Report Shows MN is Bad for Business

State’s income tax, complex tax code and estate tax make it volatile for business owners.

Washington D.C. – The Tax Foundation and the Minnesota Business Partnership have teamed up to publish an illustrated guide to Minnesota’s tax climate.

The two entities published the chart book and accompanying press release Wednesday. The goal of the publication is to provide “taxpayers, the media, and policymakers with information that could help improve the state’s business tax climate.”

Minnesota’s “Tax Freedom Day,” the day that all Minnesota citizens have earned enough money to pay their cumulative taxes for the year, is April 30. This ranks 45th worst among all states. The nation as a whole has a Tax Freedom Day of April 24. Its total tax burden on its residents is 10.8 percent of the state’s total income, the eighth highest mark in the nation.

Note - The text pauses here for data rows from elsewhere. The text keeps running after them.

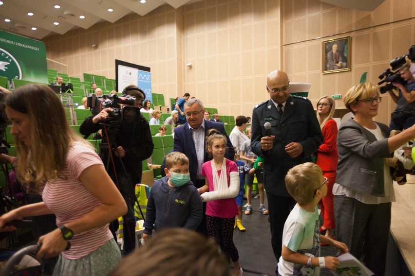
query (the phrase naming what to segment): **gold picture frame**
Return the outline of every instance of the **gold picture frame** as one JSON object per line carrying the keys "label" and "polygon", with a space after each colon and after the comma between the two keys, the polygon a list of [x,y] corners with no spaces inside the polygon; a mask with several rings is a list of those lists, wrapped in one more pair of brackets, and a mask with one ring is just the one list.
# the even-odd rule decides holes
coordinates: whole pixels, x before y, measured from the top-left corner
{"label": "gold picture frame", "polygon": [[323,74],[350,71],[350,36],[323,41]]}

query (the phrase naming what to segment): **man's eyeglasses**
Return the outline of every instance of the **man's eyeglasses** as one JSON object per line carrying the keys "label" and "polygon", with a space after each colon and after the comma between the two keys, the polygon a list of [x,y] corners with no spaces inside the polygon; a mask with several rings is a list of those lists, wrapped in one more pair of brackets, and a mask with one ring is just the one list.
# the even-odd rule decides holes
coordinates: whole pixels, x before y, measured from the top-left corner
{"label": "man's eyeglasses", "polygon": [[382,102],[382,98],[380,97],[377,97],[376,98],[368,98],[367,99],[364,99],[363,100],[359,100],[358,101],[363,101],[366,104],[373,104],[374,101],[376,101],[378,103],[380,103]]}
{"label": "man's eyeglasses", "polygon": [[285,86],[284,87],[283,87],[281,89],[278,89],[278,88],[274,88],[273,89],[271,89],[269,88],[268,86],[266,86],[266,88],[268,89],[268,90],[270,92],[272,92],[272,93],[280,93],[280,92],[283,92],[285,93],[287,92],[288,89],[290,88],[289,86]]}
{"label": "man's eyeglasses", "polygon": [[199,113],[200,113],[200,112],[202,112],[202,111],[203,111],[203,109],[202,109],[202,110],[200,110],[200,111],[195,111],[195,112],[191,112],[191,113],[188,112],[187,113],[186,113],[186,117],[191,117],[191,116],[196,116],[197,114],[198,114]]}
{"label": "man's eyeglasses", "polygon": [[325,176],[323,176],[323,177],[324,177],[324,181],[323,181],[323,183],[321,183],[321,185],[320,185],[320,186],[319,186],[319,188],[318,188],[317,189],[316,189],[316,190],[314,190],[314,195],[313,196],[313,198],[314,198],[315,196],[316,196],[316,192],[317,192],[317,191],[318,191],[318,190],[319,190],[322,187],[323,187],[323,185],[324,185],[324,184],[325,184],[326,183],[327,183],[328,182],[328,179],[327,179],[327,177],[326,177]]}
{"label": "man's eyeglasses", "polygon": [[[320,105],[321,105],[322,106],[327,106],[329,104],[327,103],[319,103],[318,104],[317,104],[317,106],[320,106]],[[330,105],[331,105],[331,104],[330,104]]]}

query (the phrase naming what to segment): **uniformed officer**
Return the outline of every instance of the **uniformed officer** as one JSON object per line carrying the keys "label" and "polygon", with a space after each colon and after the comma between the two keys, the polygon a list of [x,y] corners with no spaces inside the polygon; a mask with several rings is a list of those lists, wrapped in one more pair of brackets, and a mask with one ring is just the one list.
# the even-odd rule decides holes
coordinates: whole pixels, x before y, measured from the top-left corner
{"label": "uniformed officer", "polygon": [[[277,261],[281,256],[284,224],[296,204],[285,188],[285,175],[294,166],[311,162],[311,154],[323,141],[311,103],[290,95],[289,86],[284,72],[270,73],[266,89],[270,99],[255,106],[252,120],[251,147],[256,155],[264,156],[271,242]],[[264,127],[267,122],[271,125],[270,136]]]}

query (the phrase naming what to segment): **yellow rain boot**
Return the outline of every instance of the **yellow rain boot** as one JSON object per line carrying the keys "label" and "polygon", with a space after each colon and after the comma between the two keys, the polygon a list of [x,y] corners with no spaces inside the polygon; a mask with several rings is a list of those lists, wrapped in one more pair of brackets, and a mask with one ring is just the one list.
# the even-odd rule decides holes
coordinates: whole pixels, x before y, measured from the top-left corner
{"label": "yellow rain boot", "polygon": [[242,220],[236,220],[236,226],[238,226],[238,229],[239,229],[240,231],[243,232],[245,231],[245,227],[242,225]]}

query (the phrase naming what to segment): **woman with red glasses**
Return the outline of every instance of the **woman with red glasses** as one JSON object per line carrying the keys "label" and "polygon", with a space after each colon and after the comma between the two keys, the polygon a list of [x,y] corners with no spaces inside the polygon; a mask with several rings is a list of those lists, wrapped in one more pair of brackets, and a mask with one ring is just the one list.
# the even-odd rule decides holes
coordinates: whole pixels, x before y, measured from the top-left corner
{"label": "woman with red glasses", "polygon": [[[331,97],[324,96],[319,100],[317,104],[317,120],[323,134],[323,143],[319,147],[316,164],[323,171],[323,175],[328,179],[327,194],[320,201],[319,205],[323,218],[323,225],[320,232],[326,237],[335,238],[336,224],[334,220],[333,185],[336,181],[336,170],[337,168],[337,124],[333,119],[336,109],[336,103]],[[322,244],[323,245],[323,244]]]}

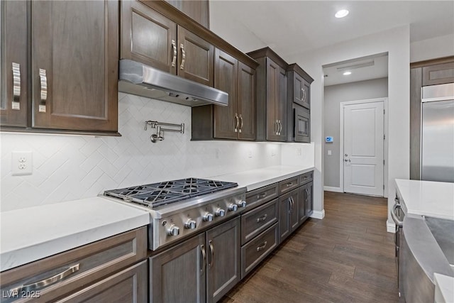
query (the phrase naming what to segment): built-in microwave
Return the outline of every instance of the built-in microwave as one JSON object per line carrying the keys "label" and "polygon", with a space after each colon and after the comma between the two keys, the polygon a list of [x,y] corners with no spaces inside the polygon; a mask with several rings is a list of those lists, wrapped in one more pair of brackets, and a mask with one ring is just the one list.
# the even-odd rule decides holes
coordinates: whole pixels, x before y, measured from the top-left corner
{"label": "built-in microwave", "polygon": [[293,104],[293,141],[311,142],[311,114],[309,110]]}

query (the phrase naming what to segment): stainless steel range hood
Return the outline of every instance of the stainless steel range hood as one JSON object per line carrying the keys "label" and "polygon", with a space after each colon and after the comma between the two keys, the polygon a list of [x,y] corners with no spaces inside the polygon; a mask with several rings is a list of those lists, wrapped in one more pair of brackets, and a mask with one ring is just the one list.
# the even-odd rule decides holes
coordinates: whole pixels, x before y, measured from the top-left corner
{"label": "stainless steel range hood", "polygon": [[120,92],[188,106],[228,105],[228,94],[144,64],[120,60]]}

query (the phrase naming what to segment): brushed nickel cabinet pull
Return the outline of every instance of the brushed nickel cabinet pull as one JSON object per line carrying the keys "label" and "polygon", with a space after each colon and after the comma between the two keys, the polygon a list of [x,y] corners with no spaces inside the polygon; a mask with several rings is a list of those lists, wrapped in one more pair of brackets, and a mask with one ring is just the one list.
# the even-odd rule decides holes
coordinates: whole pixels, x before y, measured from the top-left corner
{"label": "brushed nickel cabinet pull", "polygon": [[13,68],[13,101],[11,109],[21,110],[21,65],[12,62]]}
{"label": "brushed nickel cabinet pull", "polygon": [[268,241],[263,242],[263,244],[262,244],[261,246],[257,248],[257,251],[260,251],[262,250],[264,250],[265,248],[267,247],[267,243],[268,243]]}
{"label": "brushed nickel cabinet pull", "polygon": [[257,219],[257,223],[259,223],[259,222],[261,222],[262,221],[266,220],[267,219],[267,216],[268,216],[265,214],[263,216],[262,216],[261,217],[258,218]]}
{"label": "brushed nickel cabinet pull", "polygon": [[264,192],[263,194],[258,194],[257,195],[257,199],[263,199],[265,197],[267,197],[267,193]]}
{"label": "brushed nickel cabinet pull", "polygon": [[179,67],[180,70],[183,70],[184,68],[184,61],[186,60],[186,51],[184,51],[184,45],[181,43],[179,45],[180,48],[182,49],[182,65]]}
{"label": "brushed nickel cabinet pull", "polygon": [[173,57],[172,58],[172,67],[175,67],[177,63],[177,44],[175,40],[172,39],[172,49],[173,50]]}
{"label": "brushed nickel cabinet pull", "polygon": [[213,240],[208,241],[210,246],[210,253],[211,254],[211,260],[210,261],[210,268],[212,268],[214,265],[214,246],[213,246]]}
{"label": "brushed nickel cabinet pull", "polygon": [[205,246],[203,244],[201,245],[200,250],[201,250],[201,256],[203,258],[200,272],[203,272],[205,271],[205,268],[206,267],[206,253],[205,252]]}
{"label": "brushed nickel cabinet pull", "polygon": [[70,275],[79,270],[79,264],[76,264],[74,266],[71,266],[67,270],[54,275],[53,277],[48,277],[41,281],[38,281],[35,283],[28,284],[26,285],[19,286],[18,287],[13,288],[9,290],[9,293],[20,293],[21,292],[29,292],[31,290],[38,290],[45,286],[50,285],[56,282],[61,281]]}
{"label": "brushed nickel cabinet pull", "polygon": [[40,104],[38,111],[45,113],[45,102],[48,99],[48,77],[45,75],[45,70],[40,68],[40,83],[41,84]]}
{"label": "brushed nickel cabinet pull", "polygon": [[[235,114],[235,132],[237,133],[238,131],[238,128],[240,127],[240,119],[238,119],[238,114]],[[241,131],[240,131],[240,133]]]}

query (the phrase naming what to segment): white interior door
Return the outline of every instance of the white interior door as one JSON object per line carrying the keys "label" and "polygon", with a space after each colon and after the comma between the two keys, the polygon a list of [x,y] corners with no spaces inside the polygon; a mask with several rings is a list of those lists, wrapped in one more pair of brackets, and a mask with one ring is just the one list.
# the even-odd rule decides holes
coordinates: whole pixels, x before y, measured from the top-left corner
{"label": "white interior door", "polygon": [[344,192],[383,197],[384,102],[343,106]]}

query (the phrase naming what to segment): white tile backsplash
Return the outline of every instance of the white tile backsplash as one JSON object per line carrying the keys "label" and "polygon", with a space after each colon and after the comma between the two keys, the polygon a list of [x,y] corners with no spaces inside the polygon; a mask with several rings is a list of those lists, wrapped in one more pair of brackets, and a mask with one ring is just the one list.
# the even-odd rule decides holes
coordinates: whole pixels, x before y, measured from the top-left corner
{"label": "white tile backsplash", "polygon": [[[94,197],[104,189],[134,184],[281,164],[285,145],[191,141],[190,107],[123,93],[118,99],[121,137],[0,133],[0,210]],[[146,120],[184,123],[184,133],[167,133],[163,141],[152,143],[154,130],[143,130]],[[33,175],[11,175],[13,151],[32,151]]]}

New York ranks highest at 12.7 percent, while Alaska has the lowest mark at 6.5 percent.

“Compared to most other states, Minnesota has a complex tax code with high individual and corporate rates,” Tax Foundation policy analyst and chart book co-author Morgan Scarboro said, “Its property tax system is far more complicated than anywhere else in the country. And unlike a large majority of states, Minnesota also continues to impose an estate tax. These issues could limit Minnesota’s economic growth in the future.”

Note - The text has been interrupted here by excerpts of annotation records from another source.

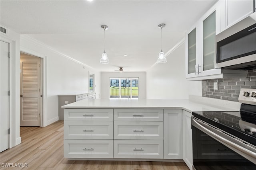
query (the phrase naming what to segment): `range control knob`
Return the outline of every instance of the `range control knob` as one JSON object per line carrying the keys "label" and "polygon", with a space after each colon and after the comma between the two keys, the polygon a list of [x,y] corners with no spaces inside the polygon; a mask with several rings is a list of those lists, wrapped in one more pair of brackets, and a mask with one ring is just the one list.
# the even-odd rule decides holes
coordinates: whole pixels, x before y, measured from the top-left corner
{"label": "range control knob", "polygon": [[256,97],[256,93],[255,92],[253,92],[252,93],[252,97],[253,97],[254,98]]}
{"label": "range control knob", "polygon": [[244,92],[244,96],[249,96],[250,95],[250,93],[247,92]]}

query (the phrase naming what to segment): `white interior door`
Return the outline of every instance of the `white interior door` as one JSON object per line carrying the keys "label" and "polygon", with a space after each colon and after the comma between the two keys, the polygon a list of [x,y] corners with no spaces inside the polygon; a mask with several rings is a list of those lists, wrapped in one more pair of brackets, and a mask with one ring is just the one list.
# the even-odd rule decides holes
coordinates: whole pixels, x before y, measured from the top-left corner
{"label": "white interior door", "polygon": [[40,59],[20,59],[20,126],[40,126]]}
{"label": "white interior door", "polygon": [[0,99],[0,152],[9,148],[10,96],[9,96],[9,44],[1,41],[0,60],[1,98]]}

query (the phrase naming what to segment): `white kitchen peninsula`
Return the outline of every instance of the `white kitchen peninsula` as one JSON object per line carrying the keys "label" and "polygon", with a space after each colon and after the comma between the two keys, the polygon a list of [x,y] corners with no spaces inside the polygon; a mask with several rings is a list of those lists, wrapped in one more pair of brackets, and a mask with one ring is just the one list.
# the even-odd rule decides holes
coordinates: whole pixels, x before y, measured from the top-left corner
{"label": "white kitchen peninsula", "polygon": [[64,156],[73,160],[184,160],[192,168],[191,113],[239,109],[231,106],[239,103],[227,102],[224,106],[229,107],[224,107],[187,99],[97,99],[63,106]]}

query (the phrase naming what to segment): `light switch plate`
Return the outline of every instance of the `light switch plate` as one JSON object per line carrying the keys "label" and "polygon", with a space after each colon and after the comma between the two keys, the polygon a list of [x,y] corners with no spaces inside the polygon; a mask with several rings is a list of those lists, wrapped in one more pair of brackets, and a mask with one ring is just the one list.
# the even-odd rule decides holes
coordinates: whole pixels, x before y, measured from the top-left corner
{"label": "light switch plate", "polygon": [[218,90],[218,82],[213,83],[213,90]]}

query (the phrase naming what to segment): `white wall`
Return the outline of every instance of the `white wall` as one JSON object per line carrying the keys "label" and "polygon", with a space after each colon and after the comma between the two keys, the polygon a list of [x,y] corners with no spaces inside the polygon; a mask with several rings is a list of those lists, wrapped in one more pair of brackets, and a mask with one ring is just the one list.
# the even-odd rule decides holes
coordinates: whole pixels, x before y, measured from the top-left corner
{"label": "white wall", "polygon": [[156,64],[146,72],[147,98],[188,99],[189,94],[201,95],[201,81],[186,79],[184,48],[183,43],[166,57],[167,63]]}
{"label": "white wall", "polygon": [[101,75],[101,98],[109,98],[109,78],[139,78],[139,98],[146,98],[146,72],[102,72]]}
{"label": "white wall", "polygon": [[[4,25],[3,25],[4,26]],[[20,137],[20,34],[7,28],[0,39],[10,44],[10,147],[21,143]]]}
{"label": "white wall", "polygon": [[[58,120],[58,94],[89,92],[89,71],[92,69],[25,35],[21,36],[20,47],[22,52],[45,59],[46,109],[43,126],[46,126]],[[99,72],[93,72],[96,77],[100,76]],[[96,83],[97,86],[100,82]]]}

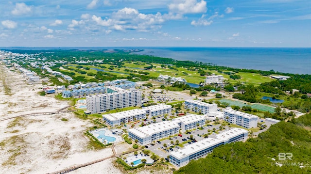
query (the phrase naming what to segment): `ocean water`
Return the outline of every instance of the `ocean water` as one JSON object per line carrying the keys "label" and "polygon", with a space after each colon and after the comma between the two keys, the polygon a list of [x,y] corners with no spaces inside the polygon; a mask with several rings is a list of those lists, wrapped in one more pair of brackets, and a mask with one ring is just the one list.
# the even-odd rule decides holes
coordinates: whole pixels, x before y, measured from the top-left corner
{"label": "ocean water", "polygon": [[311,48],[145,47],[136,54],[238,68],[311,74]]}
{"label": "ocean water", "polygon": [[11,49],[143,49],[135,54],[202,62],[233,68],[311,74],[311,48],[195,47],[0,47]]}

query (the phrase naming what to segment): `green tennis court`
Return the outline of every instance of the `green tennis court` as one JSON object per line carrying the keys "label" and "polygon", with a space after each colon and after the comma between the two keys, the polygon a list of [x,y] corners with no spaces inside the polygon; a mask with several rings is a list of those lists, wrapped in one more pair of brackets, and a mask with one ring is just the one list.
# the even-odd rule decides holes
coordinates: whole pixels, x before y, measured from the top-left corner
{"label": "green tennis court", "polygon": [[274,112],[274,110],[275,110],[274,108],[260,105],[259,104],[247,105],[246,104],[246,103],[244,103],[244,102],[239,101],[233,101],[233,100],[229,100],[227,99],[222,99],[218,101],[219,101],[221,103],[225,102],[225,103],[229,103],[230,106],[232,106],[232,105],[238,106],[240,108],[242,108],[243,106],[250,106],[253,109],[256,109],[259,111],[267,111],[271,113]]}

The overall business climate and contributing factors push Minnesota further down the rankings. At 46th overall, it loses out to neighboring Iowa by six places and to Wisconsin by seven, but South Dakota far outshines Minnesota with its number two overall ranking. The worst contributing rankings for Minnesota are its 45th place finish on individual income tax, and a 43rd place ranking on corporate taxes.

Minnesota’s 9.8 percent corporate tax rate is the second highest in the Midwest behind Iowa’s 12 percent rate. It is also the third highest in the nation with Pennsylvania’s 9.99 percent rate taking second in the U.S.

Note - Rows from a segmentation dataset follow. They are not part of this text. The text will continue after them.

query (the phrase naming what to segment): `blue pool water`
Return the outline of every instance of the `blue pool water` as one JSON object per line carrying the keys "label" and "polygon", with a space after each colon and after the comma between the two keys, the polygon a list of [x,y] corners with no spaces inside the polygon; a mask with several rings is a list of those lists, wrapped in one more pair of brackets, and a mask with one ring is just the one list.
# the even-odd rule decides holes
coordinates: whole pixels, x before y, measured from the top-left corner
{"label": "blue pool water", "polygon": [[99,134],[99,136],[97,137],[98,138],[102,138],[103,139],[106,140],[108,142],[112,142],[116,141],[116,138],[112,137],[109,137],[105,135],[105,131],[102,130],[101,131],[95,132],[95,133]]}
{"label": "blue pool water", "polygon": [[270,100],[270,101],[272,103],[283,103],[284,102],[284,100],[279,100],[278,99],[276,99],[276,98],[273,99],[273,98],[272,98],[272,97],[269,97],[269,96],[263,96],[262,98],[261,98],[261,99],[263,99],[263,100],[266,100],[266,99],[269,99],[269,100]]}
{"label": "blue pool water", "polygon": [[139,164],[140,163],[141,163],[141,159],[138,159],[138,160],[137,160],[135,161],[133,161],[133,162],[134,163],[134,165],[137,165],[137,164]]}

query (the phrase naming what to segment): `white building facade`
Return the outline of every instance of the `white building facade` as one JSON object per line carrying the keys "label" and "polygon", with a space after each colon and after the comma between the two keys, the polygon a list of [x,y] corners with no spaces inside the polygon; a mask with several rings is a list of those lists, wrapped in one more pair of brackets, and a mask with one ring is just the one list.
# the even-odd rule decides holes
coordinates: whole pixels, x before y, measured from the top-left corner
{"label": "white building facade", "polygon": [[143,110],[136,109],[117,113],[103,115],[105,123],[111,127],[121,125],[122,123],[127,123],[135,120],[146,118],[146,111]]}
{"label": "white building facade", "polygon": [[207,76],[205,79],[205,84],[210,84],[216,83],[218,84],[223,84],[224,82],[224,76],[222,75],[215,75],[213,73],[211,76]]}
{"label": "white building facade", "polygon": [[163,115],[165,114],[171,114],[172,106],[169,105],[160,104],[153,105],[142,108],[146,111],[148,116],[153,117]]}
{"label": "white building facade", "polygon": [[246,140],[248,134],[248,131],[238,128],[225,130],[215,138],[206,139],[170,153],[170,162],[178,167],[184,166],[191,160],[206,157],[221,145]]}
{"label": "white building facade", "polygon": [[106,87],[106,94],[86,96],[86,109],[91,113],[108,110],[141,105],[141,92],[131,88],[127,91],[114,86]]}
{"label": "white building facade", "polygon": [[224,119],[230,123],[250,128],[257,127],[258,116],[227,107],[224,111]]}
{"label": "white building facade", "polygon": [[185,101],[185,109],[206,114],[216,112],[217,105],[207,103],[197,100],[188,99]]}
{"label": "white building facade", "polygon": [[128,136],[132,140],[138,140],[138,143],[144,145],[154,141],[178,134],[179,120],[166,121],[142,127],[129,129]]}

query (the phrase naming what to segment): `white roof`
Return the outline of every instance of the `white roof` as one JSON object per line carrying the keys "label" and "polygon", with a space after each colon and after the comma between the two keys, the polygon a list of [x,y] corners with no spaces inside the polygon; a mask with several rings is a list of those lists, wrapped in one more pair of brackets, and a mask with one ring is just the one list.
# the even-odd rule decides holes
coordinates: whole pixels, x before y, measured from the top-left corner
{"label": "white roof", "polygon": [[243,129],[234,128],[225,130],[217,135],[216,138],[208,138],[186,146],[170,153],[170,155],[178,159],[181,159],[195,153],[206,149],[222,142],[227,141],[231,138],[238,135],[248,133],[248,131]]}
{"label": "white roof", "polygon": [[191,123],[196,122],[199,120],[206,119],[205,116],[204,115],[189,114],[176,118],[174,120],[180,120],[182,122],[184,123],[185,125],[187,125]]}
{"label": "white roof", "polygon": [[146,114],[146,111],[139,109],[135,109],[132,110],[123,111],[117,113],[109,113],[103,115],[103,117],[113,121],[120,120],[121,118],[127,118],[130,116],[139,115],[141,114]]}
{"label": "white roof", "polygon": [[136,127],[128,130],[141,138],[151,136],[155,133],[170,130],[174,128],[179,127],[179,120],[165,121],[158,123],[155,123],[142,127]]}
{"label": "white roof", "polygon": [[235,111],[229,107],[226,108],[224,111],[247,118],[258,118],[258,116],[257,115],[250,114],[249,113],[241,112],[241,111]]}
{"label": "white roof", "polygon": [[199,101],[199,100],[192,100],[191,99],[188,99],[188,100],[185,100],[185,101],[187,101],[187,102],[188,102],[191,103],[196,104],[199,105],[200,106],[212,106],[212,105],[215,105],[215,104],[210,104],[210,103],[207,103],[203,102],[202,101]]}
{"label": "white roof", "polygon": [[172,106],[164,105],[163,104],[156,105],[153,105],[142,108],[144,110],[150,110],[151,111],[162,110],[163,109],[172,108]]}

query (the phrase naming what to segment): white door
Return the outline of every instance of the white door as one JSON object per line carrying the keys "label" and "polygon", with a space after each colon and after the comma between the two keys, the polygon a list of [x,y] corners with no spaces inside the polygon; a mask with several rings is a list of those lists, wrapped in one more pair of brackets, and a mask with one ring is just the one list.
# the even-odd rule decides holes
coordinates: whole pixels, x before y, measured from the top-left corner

The guide shows Minnesota has the most complex property tax code in the nation  with 52 different classifications. The state with the next highest tax classifications is South Dakota, with just 14.  The average for States is just six classifications. Total property tax collections in Minnesota may soon cross the $900 million mark, having just broken $800 million in 2011.

Minnesota is also one of thirteen states with an estate tax still in place. It also has the fifth lowest starting point for such taxation; as well as the fourth highest starting percentage of taxation, with a range between nine and 16 percent.

Over the past fourteen years, and perhaps as a result of these intense taxation policies, Minnesota has had a negative net migration each year. The last time that more people moved into the state than moved out was in 2001, when Jesse Ventura was still governor of Minnesota.